Outline 7.1 Making Structures Dynamic 7.2 Making Structures Persistent

7.1 Making Structures Dynamic Two types of data structures for solving searching problems: – A static structure is built once and then searched many times; insertions and deletions of elements are not allowed. – dynamic structure: This structure is initially empty, and the three operations available on it are for inserting a new element, for deleting a current element, and for performing a search.

Static & Dynamic Structures To describe the performance of the static structure A we give three functions of N : – P A (N) = the preprocessing time required to build A, – Q A (N) = the query time required to perform a search in A, and – S A (N) = the storage required to represent A. We analyze the performance of the dynamic structure B by giving the functions – I B ( N ) = the insertion time for B, – D B (N) = the deletion time for B, – Q B (N) = the query time required to perform a search in B, and – S B (N) = the storage required to represent B.

The Transformations The two well-studied problems here are how to make a static structure dynamic and how to allow queries in old states of a dynamic data structure. Static structures, like the interval trees: they are built once and then allow queries, but no changes of the underlying data. To make them dynamic, we want to allow changes in the underlying data. There are efficient construction methods that take the static data structure as a black box, which is used to build the new dynamic structure.The most important such class is the decomposable searching problems.
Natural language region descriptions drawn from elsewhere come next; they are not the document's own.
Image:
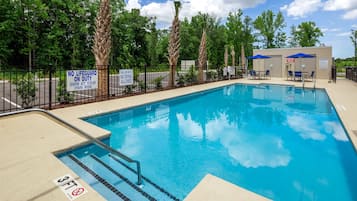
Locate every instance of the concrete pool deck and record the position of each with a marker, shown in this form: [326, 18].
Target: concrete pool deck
[28, 142]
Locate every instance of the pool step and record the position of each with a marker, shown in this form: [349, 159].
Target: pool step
[117, 177]
[148, 184]
[126, 180]
[99, 178]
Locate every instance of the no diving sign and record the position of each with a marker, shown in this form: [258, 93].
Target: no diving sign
[70, 187]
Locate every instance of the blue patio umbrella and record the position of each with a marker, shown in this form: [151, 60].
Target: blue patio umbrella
[259, 56]
[300, 56]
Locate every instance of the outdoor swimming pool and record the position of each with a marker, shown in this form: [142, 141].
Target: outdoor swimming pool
[282, 142]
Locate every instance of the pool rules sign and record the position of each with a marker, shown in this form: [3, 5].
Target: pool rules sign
[70, 187]
[78, 80]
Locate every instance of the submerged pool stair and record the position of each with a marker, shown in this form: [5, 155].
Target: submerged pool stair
[109, 174]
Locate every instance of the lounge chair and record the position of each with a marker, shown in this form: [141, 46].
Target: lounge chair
[311, 76]
[267, 74]
[253, 74]
[297, 75]
[290, 75]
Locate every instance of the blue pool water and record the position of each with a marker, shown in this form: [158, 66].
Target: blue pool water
[282, 142]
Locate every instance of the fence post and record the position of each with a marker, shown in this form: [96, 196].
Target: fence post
[145, 78]
[50, 88]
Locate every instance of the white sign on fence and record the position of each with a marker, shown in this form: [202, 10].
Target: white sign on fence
[78, 80]
[126, 77]
[70, 187]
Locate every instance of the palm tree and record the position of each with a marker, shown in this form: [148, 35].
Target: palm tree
[226, 56]
[202, 57]
[233, 53]
[354, 41]
[102, 45]
[174, 44]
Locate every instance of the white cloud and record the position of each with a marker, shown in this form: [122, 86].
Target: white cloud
[333, 5]
[132, 4]
[302, 8]
[350, 6]
[350, 15]
[344, 34]
[165, 11]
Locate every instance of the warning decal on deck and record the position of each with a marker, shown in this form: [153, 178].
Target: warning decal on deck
[70, 187]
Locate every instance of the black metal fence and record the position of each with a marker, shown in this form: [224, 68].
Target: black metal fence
[351, 73]
[46, 89]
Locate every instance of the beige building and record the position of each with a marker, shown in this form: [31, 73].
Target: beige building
[279, 65]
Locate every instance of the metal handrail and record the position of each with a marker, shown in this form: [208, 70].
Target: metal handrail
[84, 134]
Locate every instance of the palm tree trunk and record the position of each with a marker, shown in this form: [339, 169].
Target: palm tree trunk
[202, 57]
[174, 44]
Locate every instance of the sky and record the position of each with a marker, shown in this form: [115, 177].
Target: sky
[335, 18]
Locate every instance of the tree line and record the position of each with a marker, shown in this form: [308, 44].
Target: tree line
[44, 33]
decomposable searching problems The notion of decomposable search problems, and the idea of a static-to-dynamic transformation, goes back to Bentley (1979). The underlying idea is always that the current set is partitioned in a number of blocks X = X 1 ∪ · · · ∪ X m. Each block is stored by one static structure; queries are answered by querying each of these static structures, and updates are performed by rebuilding one or several blocks.

decomposable searching problems The original method in Bentley (1979) uses only blocks whose size is a power of two, and only one block of each size. Thus there are at most log n blocks. This gives a bad worst-case complexity because we might have to rebuild everything into one structure; but the structure of size 2 i is rebuilt only when the ith bit of n changes, which is every 2 i−1 th step.

Insertion

If preproc(k) is the time to build a static structure of size k, then the total time of the first n inserts is: Thus the amortized insertion time in a set of n elements is

Theorem Given a static structure for a decomposable searching problem that can be built in time O (n(log n) c ) and that answers queries in time O(log n) for an n-element set, the exponential-blocks transformation gives a structure for the same problem that supports insertion in amortized O((log n) c+1 ) time and queries in worst-case O((log n) 2 ) time.
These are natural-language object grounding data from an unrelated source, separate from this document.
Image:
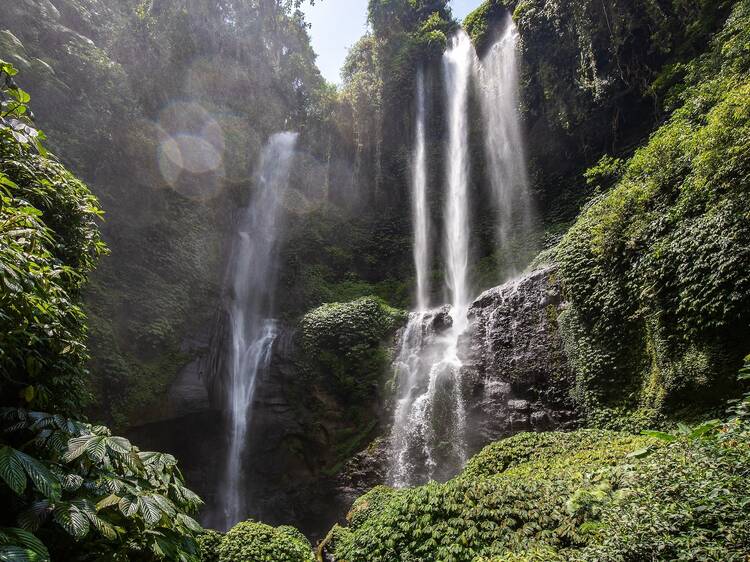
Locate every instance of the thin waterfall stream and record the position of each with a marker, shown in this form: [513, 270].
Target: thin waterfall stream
[503, 146]
[249, 306]
[428, 436]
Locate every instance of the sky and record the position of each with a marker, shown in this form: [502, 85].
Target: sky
[337, 24]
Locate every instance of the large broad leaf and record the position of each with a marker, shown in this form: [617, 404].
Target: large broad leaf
[109, 501]
[18, 544]
[19, 554]
[43, 479]
[668, 437]
[70, 518]
[119, 445]
[97, 448]
[76, 447]
[36, 514]
[149, 509]
[128, 507]
[11, 470]
[26, 540]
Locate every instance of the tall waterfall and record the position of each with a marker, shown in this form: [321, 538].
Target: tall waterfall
[427, 438]
[503, 142]
[458, 63]
[250, 292]
[420, 216]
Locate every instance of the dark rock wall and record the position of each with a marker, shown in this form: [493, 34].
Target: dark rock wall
[515, 371]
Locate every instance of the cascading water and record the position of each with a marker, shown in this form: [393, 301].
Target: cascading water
[420, 216]
[458, 64]
[427, 438]
[249, 303]
[504, 144]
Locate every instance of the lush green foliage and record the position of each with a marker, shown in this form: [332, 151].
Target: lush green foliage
[208, 545]
[588, 495]
[49, 242]
[657, 269]
[256, 542]
[89, 495]
[344, 343]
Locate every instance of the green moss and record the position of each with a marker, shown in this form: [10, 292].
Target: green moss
[346, 344]
[208, 546]
[656, 269]
[256, 542]
[588, 496]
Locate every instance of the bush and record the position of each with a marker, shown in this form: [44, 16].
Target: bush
[87, 494]
[49, 242]
[256, 542]
[588, 495]
[208, 545]
[343, 343]
[656, 270]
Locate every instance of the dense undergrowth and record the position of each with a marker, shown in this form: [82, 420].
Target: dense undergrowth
[345, 345]
[70, 490]
[656, 268]
[589, 495]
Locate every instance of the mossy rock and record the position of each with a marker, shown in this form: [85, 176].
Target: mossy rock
[346, 344]
[257, 542]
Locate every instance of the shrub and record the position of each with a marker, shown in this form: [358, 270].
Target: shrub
[88, 494]
[343, 343]
[256, 542]
[656, 269]
[208, 545]
[589, 495]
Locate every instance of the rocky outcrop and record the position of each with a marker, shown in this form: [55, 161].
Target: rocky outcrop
[516, 375]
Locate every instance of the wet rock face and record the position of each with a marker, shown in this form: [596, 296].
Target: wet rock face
[516, 376]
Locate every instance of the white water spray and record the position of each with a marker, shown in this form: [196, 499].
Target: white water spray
[458, 62]
[428, 434]
[420, 216]
[504, 143]
[250, 302]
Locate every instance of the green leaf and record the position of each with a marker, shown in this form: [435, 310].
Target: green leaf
[70, 518]
[150, 511]
[76, 447]
[119, 445]
[97, 448]
[109, 501]
[43, 479]
[668, 437]
[29, 542]
[14, 553]
[640, 453]
[128, 507]
[11, 470]
[33, 517]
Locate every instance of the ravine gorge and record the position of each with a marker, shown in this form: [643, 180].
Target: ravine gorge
[485, 299]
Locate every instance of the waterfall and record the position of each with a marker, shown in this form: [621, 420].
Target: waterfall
[458, 62]
[504, 144]
[428, 434]
[420, 216]
[249, 304]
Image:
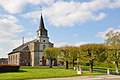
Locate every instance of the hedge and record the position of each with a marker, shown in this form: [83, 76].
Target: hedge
[9, 68]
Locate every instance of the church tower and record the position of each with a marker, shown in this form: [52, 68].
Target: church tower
[43, 40]
[41, 32]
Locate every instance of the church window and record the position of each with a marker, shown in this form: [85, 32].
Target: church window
[44, 47]
[16, 57]
[43, 40]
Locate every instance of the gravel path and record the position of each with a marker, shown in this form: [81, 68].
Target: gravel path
[100, 77]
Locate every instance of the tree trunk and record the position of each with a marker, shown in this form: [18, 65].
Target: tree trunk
[51, 63]
[66, 64]
[91, 66]
[73, 62]
[116, 67]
This method is not useful for deletion; if we delete an element from the largest block, we have to rebuild everything, so we can easily construct a sequence of alternating insert and delete operations, in which each time the entire structure has to be rebuilt. A method that also supports deletion partitions the set in Θ(√n) blocks of size O(√n).
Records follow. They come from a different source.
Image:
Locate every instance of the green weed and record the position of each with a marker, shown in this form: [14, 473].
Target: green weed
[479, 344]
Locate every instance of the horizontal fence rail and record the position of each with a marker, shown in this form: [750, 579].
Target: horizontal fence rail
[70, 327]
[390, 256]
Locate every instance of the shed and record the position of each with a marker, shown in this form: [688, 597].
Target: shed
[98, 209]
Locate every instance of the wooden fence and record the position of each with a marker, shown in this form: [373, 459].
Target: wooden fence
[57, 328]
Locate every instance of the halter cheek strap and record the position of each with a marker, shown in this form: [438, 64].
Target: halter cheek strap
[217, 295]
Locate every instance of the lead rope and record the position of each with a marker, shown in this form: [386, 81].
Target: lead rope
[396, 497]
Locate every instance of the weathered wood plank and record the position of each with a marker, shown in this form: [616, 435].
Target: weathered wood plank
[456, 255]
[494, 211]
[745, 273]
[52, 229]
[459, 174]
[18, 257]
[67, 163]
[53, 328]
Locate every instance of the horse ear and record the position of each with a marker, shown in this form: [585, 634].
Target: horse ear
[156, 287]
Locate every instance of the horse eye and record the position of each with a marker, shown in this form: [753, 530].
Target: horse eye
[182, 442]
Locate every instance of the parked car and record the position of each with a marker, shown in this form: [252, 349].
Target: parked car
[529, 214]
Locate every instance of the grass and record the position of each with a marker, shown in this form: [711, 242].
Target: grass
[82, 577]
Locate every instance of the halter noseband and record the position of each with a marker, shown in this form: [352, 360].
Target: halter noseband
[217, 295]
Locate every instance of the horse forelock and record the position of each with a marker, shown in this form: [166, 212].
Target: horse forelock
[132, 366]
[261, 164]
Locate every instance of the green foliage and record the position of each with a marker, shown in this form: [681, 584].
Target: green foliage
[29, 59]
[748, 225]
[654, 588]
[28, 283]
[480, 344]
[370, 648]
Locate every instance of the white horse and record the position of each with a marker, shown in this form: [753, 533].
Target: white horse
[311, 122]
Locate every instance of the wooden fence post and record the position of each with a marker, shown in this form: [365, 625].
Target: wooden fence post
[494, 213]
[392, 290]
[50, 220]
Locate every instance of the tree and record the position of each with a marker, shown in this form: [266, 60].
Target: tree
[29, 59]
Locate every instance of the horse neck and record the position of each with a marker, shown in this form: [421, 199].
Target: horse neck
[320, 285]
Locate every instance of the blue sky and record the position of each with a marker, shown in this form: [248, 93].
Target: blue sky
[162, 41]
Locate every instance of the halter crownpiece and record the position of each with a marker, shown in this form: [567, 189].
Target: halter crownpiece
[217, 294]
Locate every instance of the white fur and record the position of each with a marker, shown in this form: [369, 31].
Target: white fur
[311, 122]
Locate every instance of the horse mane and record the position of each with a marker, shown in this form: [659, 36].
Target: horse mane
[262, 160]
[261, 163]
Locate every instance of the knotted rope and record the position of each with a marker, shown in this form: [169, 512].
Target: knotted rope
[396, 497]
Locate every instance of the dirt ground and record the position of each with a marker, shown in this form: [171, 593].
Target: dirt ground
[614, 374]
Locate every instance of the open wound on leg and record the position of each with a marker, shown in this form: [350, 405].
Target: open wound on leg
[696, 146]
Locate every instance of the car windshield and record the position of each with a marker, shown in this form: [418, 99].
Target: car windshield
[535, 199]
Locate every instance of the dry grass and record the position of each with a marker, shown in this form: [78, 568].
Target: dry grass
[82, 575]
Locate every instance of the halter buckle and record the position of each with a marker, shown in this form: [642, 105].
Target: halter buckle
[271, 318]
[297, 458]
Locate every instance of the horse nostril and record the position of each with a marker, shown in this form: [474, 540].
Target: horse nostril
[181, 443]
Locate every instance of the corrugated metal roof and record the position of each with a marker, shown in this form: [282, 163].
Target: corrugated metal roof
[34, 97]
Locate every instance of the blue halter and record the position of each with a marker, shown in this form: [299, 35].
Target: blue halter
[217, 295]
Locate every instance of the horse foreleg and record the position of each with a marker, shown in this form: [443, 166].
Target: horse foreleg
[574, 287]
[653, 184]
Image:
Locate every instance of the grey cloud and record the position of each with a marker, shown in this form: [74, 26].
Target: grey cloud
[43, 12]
Theorem Given a static structure for a decomposable searching problem that can be built in time O (n(log n) c ) and that answers queries in time O(log n) for an n-element set, the √n-blocks transformation gives a structure for the same problem that supports insertion and deletion in O(√n(log n) c ) time and queries in O(√n log n) time, all times worst case.

Weak deletion A weak deletion deletes the element, so that the queries are answered correctly, but the time bound for subsequent queries and weak deletions does not decrease. If we combine the weak deletion with the exponential- blocks idea, we get the following structure: The current set is partitioned into blocks, where each block has a nominal size and an actual size. The nominal size is a power of 2, with each power occurring at most once. The actual size of a block with nominal size 2 i is between 2 i−1 + 1 and 2 i.

To delete an element, we find its block and perform a weak deletion, decreasing the actual size. If by this the actual size of the block becomes 2 i−1, we check whether there is a block of nominal size 2 i−1 ; if there is none, we rebuild the block of actual size 2 i−1 as block of nominal size 2 i−1. Else, we rebuild the block of actual size 2 i−1 together with the elements of the block of nominal size 2 i−1 as block of nominal size 2 i. To insert an element, we create a block of size 1 and perform the binary addition of the blocks, based on their nominal size. To query, we perform the query for each block.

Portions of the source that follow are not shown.